# NN tryouts on SPR data, inspired by Kaggle Forum "When less is more"


- Load m month of data
- Minimal data cleaning
- Feature engineering

- Setup model

TRAIN : 201505, 201506

~~- Select only users that added products in 201506 comparing to 201505~~
- FEATURES <- get_profile(ALL_FEATURES) : Select some profiles

[FEATURES|TARGETS]

X_train = [FEATURES] of the training part
Y_train = [TARGETS]  of the training part

X_val = [FEATURES] of the validation part
Y_val = [TARGETS]  of the validation part

TEST :
201606
- All users
[FEATURES]
X_test = [FEATURES]

In [1]:
import os
import numpy as np
import pandas as pd

import logging
logging.getLogger().handlers = []
logging.basicConfig(level=logging.DEBUG)

In [2]:
from common import load_data2, minimal_clean_data_inplace, preprocess_data_inplace, TARGET_LABELS

In [3]:
TRAIN_FILE_PATH = os.path.join("..", "data", "train_ver2.csv")
TEST_FILE_PATH = os.path.join("..", "data", "test_ver2.csv")

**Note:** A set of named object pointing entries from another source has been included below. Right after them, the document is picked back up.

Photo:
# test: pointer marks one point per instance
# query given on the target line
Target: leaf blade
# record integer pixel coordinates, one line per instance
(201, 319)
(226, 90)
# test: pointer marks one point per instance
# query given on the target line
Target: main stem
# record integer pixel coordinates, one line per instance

Load data + minimal cleaning + preprocessing

* 201505 - to get the clients last choice 
* 201506 - to train on

In [4]:
yearmonth_list = [201505, 201506] 
nb_months = len(yearmonth_list)
nb_clients = 10000

In [5]:
data_df = load_data2(TRAIN_FILE_PATH, yearmonth_list, nb_clients)
minimal_clean_data_inplace(data_df)
preprocess_data_inplace(data_df)

months = data_df['fecha_dato'].unique()
clients = data_df['ncodpers'].unique()
assert len(clients) == (data_df['ncodpers'].value_counts() == nb_months).sum()
ll = len(clients)
for m in months:
    l = len(data_df[data_df['fecha_dato'] == m]['ncodpers'].unique())
    assert l == ll, "Number of clients should be identical for all monthes. (%s, %s, %s)" % (m, l, ll)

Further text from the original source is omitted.